A better way to describe this might be to call these phenomena “irrational feelings”, “irrational reactions”, etc. The difference is, they’re all unintentional. So while you’re always rational in your intentional actions, you can still be unintentionally affected by some irrational feelings or reactions. And you correct for those unintentional reactions (which supposedly you can’t just simply remove) by changing your intentional ones (i.e. you intentionally and rationally decide not to look down, because you know you will otherwise be affected by the “irrational reaction” of panicking).
Ah, but you can’t choose not to know about the sugar pills. At most, you can choose not to investigate a therapy that seems to be working.
But in terms of developing and extending your powers of rationality, you can’t embrace a delusion while at the same time working to be a better rationalist. You have to decide between the spurious benefits of a possible placebo, and being rational.
Since the placebo effect has mostly do with how you feel about how you feel, it wouldn’t be very important in any case.

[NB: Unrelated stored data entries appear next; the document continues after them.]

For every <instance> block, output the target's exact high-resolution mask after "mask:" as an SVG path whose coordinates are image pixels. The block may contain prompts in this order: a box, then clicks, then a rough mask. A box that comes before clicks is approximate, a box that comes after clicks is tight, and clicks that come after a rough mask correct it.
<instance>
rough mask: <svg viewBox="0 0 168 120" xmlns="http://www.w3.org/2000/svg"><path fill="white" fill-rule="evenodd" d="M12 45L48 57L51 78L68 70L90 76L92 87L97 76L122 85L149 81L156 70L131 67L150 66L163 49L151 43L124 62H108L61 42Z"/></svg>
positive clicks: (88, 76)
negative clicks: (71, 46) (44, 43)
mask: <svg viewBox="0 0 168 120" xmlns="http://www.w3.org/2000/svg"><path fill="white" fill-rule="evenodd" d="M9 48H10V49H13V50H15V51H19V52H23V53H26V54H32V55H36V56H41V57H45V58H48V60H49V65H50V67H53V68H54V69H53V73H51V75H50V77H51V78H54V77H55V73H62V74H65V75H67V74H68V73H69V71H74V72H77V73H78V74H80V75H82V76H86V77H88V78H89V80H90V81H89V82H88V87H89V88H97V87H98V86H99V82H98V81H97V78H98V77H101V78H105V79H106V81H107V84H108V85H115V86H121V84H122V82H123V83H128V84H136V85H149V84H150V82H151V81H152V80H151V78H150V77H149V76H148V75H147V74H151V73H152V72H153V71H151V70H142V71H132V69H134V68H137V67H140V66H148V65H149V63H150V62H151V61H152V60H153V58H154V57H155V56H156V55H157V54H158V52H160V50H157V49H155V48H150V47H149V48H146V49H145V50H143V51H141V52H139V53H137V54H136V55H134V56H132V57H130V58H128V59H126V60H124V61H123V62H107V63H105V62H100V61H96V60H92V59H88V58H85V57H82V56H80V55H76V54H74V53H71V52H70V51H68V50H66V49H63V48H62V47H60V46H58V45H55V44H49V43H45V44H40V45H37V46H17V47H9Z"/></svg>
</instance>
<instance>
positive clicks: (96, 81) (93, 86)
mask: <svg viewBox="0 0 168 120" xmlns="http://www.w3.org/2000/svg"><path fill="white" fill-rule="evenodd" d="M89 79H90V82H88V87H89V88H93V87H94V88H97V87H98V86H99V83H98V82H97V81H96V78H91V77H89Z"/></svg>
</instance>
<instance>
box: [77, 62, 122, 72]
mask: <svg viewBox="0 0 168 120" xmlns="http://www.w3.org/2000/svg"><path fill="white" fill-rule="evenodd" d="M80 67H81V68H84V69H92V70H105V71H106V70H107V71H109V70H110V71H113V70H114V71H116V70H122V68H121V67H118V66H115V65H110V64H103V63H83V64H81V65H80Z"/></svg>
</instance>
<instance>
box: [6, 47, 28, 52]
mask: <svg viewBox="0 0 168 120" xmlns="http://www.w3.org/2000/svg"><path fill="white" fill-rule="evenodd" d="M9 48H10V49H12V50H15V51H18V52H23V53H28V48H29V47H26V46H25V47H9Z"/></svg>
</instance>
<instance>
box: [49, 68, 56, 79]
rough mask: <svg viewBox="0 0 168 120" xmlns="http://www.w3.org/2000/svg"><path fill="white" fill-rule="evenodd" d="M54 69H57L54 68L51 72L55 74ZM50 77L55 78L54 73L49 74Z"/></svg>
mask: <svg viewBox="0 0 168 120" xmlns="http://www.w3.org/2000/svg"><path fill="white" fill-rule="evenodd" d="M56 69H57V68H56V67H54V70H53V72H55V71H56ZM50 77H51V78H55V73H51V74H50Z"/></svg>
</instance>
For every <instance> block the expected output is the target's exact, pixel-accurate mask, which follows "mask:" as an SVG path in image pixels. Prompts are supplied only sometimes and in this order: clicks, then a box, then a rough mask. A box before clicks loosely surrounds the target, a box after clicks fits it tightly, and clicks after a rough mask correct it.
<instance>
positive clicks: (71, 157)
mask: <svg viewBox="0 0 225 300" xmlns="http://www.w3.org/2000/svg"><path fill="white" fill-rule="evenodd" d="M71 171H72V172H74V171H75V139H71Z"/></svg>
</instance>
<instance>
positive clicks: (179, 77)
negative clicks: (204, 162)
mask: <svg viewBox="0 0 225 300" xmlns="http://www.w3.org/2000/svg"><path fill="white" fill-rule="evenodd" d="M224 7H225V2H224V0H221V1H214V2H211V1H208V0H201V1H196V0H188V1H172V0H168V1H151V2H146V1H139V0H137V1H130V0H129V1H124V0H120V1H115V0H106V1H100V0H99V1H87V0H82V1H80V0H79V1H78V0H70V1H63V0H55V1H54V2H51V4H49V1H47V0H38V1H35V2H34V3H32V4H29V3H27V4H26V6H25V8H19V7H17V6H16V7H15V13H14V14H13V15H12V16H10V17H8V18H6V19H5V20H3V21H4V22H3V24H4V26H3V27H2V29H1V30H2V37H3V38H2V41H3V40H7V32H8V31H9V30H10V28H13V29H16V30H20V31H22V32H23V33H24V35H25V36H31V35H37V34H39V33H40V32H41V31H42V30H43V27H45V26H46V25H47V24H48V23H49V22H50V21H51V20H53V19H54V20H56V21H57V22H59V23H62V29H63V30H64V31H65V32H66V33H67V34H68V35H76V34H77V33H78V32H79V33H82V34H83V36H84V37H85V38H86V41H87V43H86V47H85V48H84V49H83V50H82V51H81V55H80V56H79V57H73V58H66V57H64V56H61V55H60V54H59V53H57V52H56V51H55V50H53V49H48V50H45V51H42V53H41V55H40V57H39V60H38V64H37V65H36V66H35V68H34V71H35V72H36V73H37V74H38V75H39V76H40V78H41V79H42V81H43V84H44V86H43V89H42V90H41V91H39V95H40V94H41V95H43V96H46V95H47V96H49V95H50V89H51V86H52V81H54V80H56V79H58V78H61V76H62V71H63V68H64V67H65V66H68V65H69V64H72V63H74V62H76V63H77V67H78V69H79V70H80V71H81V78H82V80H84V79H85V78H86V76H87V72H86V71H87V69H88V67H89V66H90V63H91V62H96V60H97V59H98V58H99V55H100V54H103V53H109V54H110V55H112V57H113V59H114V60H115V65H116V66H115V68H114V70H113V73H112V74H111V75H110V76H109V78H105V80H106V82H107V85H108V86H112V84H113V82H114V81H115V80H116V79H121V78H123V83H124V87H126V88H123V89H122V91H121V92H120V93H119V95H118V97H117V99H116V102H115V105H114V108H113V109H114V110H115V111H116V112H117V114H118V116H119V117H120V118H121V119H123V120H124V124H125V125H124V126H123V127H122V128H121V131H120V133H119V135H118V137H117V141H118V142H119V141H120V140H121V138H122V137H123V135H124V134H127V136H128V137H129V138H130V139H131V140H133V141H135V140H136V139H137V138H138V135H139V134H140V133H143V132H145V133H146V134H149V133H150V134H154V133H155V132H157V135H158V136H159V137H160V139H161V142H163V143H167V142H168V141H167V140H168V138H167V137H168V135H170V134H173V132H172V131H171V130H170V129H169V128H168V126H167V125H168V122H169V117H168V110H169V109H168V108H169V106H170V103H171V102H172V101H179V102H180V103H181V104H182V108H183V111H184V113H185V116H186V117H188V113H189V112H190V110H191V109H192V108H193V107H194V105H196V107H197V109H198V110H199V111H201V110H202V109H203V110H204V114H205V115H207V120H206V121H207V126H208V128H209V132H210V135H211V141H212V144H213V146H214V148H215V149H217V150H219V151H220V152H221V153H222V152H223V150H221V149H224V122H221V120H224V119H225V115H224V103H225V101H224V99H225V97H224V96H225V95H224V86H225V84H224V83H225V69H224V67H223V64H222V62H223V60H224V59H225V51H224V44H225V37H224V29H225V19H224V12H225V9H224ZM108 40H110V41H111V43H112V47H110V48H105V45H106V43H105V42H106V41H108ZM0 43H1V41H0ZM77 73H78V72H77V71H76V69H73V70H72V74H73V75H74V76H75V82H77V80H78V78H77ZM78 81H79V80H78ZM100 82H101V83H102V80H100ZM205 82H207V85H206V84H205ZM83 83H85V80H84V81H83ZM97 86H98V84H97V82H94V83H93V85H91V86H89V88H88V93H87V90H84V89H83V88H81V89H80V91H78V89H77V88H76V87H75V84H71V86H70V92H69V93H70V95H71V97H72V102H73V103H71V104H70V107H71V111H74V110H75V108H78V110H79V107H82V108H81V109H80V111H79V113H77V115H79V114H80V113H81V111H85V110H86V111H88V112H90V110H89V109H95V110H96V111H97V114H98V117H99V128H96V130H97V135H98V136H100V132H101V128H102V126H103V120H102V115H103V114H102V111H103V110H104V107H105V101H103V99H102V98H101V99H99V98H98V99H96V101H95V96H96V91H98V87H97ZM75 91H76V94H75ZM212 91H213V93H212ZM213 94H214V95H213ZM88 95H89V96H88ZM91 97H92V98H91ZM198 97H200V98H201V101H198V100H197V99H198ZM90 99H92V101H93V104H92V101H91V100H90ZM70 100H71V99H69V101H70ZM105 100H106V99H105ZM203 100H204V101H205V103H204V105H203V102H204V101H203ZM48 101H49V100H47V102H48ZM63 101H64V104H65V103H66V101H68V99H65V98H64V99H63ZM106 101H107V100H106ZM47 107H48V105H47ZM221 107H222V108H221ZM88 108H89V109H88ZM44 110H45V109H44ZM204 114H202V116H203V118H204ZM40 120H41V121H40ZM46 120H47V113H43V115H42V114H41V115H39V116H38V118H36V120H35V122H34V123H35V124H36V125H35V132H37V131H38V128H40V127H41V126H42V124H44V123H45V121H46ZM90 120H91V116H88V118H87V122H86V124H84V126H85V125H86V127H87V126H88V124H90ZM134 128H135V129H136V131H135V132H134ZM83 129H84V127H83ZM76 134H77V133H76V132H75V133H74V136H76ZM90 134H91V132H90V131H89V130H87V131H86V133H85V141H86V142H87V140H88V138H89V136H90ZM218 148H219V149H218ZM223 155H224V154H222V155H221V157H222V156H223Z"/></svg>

Let’s just be clear. You are very near equivocating on rational. There are two basic definitions, though it may be natural to add more for some reason. Essentially what you are pointing out is that sometimes it’s instrumentally rational to be epistemically irrational.
I don’t see much of a problem with this. As rationalists, we primarily want to be instrumentally rational. Scratch that, it’s the only thing we want (intrinsically). Being epistemically rationally just happens to be the best way to achieve our ends in a large percentage of cases. It also may have a direct component in our utility function, but that’s another issue.
There is another definition, one better than either of those two, not only because it is more useful but because it is generally used and recognized.
With sufficiently limited resources, it can be rational (in that sense) to be irrational, if the available resources are sufficiently limited.
I think you forgot to mention what that definition is.
Seriously, Annoyance, it wouldn’t kill you to link to your own post. Sheesh.
“As rationalists, we primarily want to be instrumentally rational. Scratch that, it’s the only thing we want (intrinsically).”
No. I’m not sure why you believe that our wants are outside the domain of rationality’s influence, but they are not.
Wants are outside the domain of instrumental rationality—by definition. In other words, instrumental rationality can be applied to any goal.
The only thing we want is to get the things that we want in the most efficient way possible. In other words, to be instrumentally rational.
If what we want is to reach our wants without using the most efficient way possible, what method should we use?
Efficiency, at least the way I’m using the term, is relative to our values. If we don’t want to use the most efficient method possible to achieve something, then something about that method causes it to have a negative term in our utility function which is just large enough to make another alternative look better. So then it really isn’t the most efficient alternative we have.